Their wrists were bound. They had close-range gunshot wounds to the head.

Police Captain Alla Pustova said her unit has documented 20 civilian deaths in Makarov district alone. In Andriivka, 40 kilometres west of the capital, villagers led investigators to a field where a body lay. Western governments are preparing expanded sanctions against the Kremlin.

The evidence they cite includes summary executions, torture, and indiscriminate shelling. The language is deliberate. It matches what investigators are finding in the towns north of Kyiv.

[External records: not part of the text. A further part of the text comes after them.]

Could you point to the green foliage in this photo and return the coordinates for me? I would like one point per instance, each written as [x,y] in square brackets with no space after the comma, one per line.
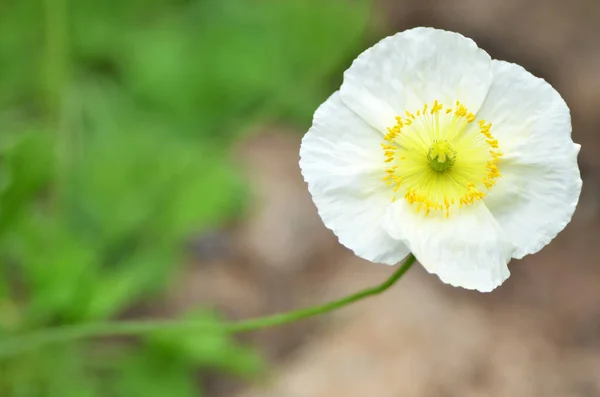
[114,150]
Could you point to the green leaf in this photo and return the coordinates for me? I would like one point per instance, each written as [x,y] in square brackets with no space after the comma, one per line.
[207,349]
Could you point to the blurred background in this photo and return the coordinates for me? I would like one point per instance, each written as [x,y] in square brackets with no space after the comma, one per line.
[149,169]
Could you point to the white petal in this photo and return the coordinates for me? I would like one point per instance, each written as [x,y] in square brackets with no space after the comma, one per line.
[342,162]
[536,196]
[405,71]
[468,249]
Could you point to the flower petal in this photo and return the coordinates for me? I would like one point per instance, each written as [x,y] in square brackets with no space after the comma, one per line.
[467,250]
[413,68]
[342,162]
[536,196]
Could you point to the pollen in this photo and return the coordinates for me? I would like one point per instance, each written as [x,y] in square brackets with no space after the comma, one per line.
[439,159]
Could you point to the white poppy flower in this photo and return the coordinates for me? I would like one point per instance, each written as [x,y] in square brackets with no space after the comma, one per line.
[432,147]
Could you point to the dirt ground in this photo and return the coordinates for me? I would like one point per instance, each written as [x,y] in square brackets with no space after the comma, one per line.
[537,335]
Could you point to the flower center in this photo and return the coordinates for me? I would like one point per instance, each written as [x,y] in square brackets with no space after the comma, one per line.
[439,158]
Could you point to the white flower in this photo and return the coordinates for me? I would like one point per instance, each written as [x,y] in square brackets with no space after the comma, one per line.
[432,147]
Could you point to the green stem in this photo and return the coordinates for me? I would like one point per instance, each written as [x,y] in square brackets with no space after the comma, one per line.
[35,340]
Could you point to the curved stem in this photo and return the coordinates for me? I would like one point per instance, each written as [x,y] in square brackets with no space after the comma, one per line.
[37,339]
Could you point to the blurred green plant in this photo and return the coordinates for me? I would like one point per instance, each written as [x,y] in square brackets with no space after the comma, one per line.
[116,118]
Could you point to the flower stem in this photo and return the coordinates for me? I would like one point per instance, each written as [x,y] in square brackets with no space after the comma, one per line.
[37,339]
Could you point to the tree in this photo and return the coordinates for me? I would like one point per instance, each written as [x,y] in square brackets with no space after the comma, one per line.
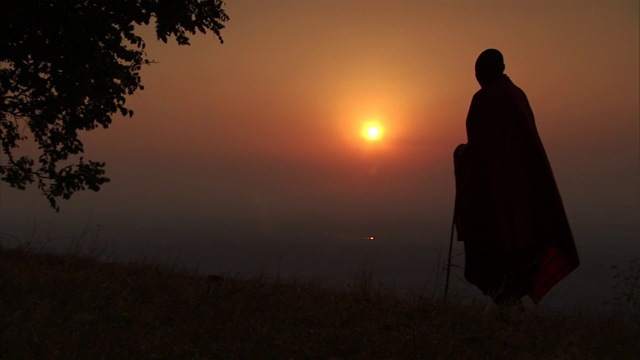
[68,66]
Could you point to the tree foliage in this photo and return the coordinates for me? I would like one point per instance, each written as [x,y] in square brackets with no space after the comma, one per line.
[68,66]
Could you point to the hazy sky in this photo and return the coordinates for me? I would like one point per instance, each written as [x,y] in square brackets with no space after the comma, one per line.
[268,125]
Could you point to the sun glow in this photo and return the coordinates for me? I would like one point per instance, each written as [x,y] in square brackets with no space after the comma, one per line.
[372,131]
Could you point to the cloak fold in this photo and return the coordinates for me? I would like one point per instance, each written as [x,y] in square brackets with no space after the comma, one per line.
[509,212]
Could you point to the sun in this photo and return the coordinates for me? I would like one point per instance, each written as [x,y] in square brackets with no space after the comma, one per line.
[372,131]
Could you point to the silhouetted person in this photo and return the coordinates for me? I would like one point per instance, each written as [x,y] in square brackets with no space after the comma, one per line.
[508,209]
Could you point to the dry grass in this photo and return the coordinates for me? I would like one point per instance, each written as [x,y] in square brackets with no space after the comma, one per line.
[74,307]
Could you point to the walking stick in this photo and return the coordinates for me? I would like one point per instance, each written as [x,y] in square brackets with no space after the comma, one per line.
[446,284]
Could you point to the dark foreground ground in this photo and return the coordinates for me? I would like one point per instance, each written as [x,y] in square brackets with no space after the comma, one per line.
[74,307]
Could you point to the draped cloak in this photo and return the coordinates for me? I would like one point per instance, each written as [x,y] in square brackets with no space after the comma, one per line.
[508,209]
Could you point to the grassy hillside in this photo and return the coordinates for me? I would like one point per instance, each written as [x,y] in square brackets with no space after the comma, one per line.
[74,307]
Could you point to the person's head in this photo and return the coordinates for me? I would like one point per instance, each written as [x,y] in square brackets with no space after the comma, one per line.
[489,66]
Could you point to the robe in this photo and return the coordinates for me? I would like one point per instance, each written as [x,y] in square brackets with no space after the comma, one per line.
[509,212]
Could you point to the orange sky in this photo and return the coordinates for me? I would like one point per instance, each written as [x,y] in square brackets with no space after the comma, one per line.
[268,124]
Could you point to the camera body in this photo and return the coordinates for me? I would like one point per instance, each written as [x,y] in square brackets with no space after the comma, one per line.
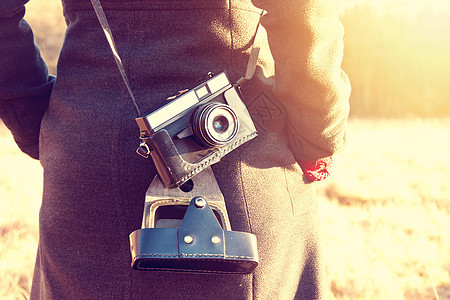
[195,129]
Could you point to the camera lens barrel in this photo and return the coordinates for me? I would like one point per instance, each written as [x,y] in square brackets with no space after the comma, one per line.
[214,124]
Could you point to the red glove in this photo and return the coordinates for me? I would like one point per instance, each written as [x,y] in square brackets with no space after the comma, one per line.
[317,170]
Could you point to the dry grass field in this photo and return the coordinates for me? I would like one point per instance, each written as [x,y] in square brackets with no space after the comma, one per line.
[386,209]
[385,213]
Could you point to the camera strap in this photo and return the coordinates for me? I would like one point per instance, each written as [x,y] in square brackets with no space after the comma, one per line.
[251,66]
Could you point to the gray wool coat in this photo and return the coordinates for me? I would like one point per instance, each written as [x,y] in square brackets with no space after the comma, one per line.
[81,127]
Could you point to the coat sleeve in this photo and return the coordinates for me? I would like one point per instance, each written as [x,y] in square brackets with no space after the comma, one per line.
[25,84]
[306,41]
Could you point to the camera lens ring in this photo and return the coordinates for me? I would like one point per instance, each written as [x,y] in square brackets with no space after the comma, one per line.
[215,124]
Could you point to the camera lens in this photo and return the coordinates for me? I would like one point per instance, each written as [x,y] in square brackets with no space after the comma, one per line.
[214,124]
[220,124]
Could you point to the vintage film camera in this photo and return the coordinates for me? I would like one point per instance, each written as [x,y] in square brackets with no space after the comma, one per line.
[181,230]
[195,130]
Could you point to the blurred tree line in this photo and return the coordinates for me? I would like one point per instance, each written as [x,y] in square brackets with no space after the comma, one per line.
[397,53]
[398,60]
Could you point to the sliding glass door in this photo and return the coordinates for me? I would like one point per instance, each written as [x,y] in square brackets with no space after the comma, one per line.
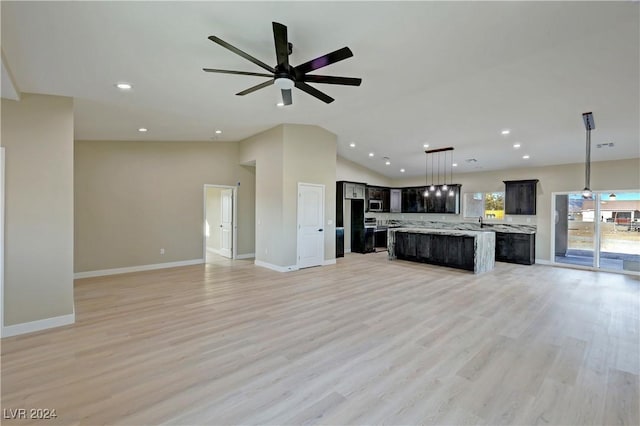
[601,232]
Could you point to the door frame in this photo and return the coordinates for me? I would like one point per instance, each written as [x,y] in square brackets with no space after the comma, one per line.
[2,190]
[234,225]
[596,233]
[324,196]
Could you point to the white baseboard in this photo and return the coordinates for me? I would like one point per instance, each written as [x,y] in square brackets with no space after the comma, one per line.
[39,325]
[246,256]
[275,267]
[104,272]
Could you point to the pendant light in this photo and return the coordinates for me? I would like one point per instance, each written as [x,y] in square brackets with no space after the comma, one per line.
[426,176]
[439,189]
[432,187]
[589,125]
[438,192]
[444,187]
[451,193]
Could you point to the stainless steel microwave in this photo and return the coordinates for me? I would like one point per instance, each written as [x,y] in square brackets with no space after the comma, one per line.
[375,205]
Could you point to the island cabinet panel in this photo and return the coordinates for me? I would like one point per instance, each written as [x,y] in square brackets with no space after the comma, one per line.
[515,248]
[446,250]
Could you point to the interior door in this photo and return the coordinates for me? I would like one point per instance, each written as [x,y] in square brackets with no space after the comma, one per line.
[226,222]
[310,225]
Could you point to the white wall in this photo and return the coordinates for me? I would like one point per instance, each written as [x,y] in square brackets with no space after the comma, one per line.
[284,156]
[37,133]
[353,172]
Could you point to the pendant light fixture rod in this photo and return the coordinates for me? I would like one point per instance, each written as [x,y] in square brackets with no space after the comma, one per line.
[589,125]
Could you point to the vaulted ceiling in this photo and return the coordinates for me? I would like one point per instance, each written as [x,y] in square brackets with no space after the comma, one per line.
[438,73]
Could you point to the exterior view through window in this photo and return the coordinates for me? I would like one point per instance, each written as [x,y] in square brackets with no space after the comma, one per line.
[489,205]
[602,232]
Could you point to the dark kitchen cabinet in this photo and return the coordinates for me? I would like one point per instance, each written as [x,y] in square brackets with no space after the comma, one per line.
[515,248]
[357,226]
[520,196]
[381,238]
[447,250]
[414,201]
[406,246]
[339,204]
[380,194]
[339,242]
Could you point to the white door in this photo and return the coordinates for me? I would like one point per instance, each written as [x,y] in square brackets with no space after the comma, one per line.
[226,225]
[310,225]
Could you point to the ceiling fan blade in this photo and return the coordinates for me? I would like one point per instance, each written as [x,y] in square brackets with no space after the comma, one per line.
[286,97]
[314,92]
[323,61]
[237,72]
[282,45]
[328,79]
[241,53]
[256,87]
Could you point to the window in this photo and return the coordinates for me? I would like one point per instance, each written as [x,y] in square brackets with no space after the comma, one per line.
[489,205]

Two fronts, two sets of horrors. In Mariupol, people die slowly — starved, shelled, burned alive in hospitals.

In the liberated towns around Kyiv, they died quickly, with their hands tied and a bullet in the head. Both are the same war. Both are happening at the same time.

And while the world watches the mass graves in Bucha, the siege of Mariupol grinds on. The Red Cross cannot get through.

The 160,000 people still there cannot leave. The mayor says 90 percent of the city is destroyed. Russia has not taken Mariupol yet.

But it is close. And once it does, it will have the land bridge. Then the offensive in the east can begin in earnest.

Ukrainian forces are bracing for that. The withdrawal from Kyiv and Chernihiv was not a retreat — it was a redeployment.

Moscow is massing troops for a new push. The dead in Mariupol are a warning of what that push may look like.